GDPR: What it says about data breaches

When it comes to data breaches, GDPR says that companies will need to inform regulators within 72 hours. If one takes the recent Cambridge Analytica and Facebook scandal, the social media giant is still scrambling to figure out how big the impact of this data leak was and Facebook has itself said that a full investigation into other apps could take years. But with GDPR, this deadline of informing users and regulators is now 72 hours. Failure to do this could come with steep fines. 

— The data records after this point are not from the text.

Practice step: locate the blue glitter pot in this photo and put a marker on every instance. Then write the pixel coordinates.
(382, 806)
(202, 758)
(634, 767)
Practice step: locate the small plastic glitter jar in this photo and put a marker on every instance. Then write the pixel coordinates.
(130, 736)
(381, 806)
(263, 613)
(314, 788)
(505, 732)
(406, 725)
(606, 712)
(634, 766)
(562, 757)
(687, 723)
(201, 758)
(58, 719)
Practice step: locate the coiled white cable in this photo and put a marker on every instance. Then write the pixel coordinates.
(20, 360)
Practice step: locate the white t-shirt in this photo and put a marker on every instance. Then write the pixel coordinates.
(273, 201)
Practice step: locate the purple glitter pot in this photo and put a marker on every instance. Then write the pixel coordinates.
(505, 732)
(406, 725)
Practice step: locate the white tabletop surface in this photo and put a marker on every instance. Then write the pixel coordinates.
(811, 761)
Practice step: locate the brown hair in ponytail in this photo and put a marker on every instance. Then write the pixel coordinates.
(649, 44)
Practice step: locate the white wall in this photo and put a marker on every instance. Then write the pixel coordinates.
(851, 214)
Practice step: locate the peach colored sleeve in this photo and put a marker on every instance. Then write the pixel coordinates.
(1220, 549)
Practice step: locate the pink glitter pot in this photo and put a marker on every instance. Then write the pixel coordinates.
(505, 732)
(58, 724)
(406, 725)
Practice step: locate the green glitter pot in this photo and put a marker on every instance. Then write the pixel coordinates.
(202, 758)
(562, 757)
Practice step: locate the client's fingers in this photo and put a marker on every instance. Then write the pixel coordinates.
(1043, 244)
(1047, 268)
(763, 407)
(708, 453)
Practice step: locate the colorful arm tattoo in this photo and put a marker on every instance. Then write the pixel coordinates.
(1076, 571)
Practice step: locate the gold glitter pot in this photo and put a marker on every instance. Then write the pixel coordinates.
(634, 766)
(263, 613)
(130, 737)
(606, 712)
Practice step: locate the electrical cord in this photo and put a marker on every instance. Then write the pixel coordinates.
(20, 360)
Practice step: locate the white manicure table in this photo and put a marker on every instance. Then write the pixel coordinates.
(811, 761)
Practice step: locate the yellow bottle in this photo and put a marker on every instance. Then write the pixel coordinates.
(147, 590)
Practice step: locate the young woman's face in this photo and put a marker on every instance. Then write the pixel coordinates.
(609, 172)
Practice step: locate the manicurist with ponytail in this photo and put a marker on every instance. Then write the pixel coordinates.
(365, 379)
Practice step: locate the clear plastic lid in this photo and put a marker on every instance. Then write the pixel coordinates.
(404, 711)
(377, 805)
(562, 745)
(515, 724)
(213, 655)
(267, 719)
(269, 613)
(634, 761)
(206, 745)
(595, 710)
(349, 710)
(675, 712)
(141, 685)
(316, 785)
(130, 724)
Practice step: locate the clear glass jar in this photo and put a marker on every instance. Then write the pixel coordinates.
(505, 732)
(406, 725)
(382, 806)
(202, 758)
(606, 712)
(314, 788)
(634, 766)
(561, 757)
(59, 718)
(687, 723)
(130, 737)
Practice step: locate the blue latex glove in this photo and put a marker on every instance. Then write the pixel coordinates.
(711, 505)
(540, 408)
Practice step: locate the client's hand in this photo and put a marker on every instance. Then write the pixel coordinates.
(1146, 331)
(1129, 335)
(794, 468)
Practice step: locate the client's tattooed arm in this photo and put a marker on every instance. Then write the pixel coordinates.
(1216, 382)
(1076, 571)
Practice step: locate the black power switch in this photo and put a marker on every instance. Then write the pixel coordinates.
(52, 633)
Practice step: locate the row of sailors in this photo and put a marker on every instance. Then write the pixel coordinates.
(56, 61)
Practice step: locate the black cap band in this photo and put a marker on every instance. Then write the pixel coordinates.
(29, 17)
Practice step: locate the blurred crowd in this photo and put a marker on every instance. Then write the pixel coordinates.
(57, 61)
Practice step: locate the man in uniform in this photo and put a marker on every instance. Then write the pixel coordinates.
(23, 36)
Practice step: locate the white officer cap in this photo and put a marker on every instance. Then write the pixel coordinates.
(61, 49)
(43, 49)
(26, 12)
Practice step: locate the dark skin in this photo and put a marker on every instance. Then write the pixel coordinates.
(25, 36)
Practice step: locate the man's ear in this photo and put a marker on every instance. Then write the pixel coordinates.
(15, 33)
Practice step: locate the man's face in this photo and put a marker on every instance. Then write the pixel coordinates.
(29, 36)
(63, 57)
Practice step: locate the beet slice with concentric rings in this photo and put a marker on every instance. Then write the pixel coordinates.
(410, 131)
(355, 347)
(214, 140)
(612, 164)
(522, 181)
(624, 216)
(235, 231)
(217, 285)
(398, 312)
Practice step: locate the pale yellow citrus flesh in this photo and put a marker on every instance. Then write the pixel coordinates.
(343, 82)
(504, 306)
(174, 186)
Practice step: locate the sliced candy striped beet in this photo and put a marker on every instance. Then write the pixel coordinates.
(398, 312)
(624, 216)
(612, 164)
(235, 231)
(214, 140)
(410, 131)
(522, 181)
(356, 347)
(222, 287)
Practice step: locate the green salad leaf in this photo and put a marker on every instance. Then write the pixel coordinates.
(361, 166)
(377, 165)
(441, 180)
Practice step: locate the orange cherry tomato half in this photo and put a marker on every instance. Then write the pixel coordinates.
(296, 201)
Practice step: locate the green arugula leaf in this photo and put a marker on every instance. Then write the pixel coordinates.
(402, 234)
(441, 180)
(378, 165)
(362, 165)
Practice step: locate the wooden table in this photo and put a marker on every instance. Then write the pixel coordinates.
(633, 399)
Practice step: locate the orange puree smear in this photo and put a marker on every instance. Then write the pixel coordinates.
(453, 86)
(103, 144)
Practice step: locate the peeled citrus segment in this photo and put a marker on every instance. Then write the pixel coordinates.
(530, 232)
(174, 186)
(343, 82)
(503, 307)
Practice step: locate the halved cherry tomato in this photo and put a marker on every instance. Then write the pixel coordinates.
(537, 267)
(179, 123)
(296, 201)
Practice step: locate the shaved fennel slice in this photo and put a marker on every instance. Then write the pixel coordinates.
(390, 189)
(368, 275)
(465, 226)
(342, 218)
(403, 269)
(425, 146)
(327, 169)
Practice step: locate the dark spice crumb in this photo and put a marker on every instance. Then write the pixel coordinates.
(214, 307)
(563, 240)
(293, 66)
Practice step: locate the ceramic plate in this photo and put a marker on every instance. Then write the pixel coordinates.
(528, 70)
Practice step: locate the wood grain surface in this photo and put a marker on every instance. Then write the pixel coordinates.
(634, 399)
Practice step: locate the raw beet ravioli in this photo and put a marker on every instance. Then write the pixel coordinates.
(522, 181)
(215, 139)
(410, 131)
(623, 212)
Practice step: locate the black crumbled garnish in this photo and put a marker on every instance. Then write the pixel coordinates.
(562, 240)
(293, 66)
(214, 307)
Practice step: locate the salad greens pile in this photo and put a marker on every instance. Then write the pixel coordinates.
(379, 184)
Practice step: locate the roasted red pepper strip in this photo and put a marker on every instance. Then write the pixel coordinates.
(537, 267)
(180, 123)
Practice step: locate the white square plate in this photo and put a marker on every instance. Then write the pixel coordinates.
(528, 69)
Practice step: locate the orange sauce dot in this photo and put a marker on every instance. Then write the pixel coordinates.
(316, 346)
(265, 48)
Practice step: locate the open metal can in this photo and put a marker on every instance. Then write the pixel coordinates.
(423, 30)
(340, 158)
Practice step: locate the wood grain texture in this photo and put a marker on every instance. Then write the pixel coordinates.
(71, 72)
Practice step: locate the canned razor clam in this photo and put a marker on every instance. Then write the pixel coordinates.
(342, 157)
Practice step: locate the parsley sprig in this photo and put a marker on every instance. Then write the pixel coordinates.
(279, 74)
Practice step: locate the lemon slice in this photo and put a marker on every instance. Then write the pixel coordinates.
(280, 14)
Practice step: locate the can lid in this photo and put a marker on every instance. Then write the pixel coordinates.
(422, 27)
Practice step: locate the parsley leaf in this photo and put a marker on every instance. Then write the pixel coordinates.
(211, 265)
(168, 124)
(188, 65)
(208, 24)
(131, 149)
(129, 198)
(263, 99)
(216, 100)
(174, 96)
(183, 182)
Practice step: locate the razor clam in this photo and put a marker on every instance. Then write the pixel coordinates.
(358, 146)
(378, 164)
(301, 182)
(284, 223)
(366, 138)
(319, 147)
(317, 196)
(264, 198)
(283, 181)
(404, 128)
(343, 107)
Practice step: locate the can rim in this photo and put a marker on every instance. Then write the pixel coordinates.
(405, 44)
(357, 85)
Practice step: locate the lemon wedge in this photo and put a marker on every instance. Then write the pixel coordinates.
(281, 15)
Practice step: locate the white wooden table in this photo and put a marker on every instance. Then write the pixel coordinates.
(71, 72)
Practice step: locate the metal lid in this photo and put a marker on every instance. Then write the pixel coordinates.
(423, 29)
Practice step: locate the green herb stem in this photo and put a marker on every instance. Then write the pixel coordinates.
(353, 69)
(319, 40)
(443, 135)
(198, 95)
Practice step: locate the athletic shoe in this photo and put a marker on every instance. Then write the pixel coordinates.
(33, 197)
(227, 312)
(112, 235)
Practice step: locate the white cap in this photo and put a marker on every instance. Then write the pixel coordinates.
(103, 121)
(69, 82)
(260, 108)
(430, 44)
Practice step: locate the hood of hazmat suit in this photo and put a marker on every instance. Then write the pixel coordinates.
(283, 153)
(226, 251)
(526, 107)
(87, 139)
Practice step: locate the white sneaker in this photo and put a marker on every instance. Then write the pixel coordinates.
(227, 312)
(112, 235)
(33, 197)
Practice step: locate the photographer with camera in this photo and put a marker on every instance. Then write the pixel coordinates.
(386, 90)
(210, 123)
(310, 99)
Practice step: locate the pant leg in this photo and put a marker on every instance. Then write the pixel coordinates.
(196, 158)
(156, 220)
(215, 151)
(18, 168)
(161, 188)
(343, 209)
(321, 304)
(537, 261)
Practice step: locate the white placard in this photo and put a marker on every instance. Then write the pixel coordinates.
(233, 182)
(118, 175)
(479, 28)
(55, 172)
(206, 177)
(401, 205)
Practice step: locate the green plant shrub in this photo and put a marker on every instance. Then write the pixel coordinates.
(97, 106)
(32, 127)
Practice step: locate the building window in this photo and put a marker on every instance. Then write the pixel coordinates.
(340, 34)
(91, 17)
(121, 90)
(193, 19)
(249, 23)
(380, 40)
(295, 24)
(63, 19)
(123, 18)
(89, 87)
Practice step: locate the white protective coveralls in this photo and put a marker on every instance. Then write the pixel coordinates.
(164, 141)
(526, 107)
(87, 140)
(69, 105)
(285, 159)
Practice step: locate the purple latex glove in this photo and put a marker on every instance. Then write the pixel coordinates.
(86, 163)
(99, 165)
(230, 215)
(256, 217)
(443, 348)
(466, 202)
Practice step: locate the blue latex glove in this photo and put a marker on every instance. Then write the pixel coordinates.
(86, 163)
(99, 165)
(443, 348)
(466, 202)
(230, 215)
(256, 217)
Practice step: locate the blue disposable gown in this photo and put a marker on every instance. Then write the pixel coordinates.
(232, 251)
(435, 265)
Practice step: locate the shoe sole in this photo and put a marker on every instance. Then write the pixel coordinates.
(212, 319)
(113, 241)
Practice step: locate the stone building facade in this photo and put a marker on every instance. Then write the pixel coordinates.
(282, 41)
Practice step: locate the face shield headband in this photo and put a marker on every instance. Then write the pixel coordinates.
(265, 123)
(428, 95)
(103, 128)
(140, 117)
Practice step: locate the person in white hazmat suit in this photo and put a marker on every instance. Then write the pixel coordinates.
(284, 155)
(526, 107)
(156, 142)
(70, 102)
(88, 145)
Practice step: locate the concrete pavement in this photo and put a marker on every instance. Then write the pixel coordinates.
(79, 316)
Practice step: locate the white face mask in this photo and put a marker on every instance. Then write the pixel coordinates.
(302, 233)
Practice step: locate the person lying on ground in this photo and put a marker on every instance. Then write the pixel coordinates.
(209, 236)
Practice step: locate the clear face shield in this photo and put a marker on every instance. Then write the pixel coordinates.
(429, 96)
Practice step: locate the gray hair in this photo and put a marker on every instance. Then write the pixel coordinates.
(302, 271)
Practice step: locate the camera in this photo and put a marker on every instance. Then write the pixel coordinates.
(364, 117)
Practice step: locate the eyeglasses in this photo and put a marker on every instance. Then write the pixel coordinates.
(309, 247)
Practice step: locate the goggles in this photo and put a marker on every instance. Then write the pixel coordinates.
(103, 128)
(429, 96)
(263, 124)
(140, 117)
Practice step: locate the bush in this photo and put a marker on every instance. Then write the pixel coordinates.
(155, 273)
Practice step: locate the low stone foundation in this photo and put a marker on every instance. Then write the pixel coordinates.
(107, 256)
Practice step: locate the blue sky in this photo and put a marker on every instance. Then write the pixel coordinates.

EU GDPR: What needs to be told to the data subject

According to Article 13,  GDPR says that the subject or the user needs to be made aware of the "identity and the contact details of the controller and, where applicable, of the controller’s representative," when their personal data is being collected. Companies are also asked to tell users about the contact details of the data protection officer, where it is applicable.  More importantly, companies will have to tell the users, "the purposes of the processing for which the personal data are intended as well as the legal basis for the processing." If the data will transfered to a third country, then too companies need to alert the user.  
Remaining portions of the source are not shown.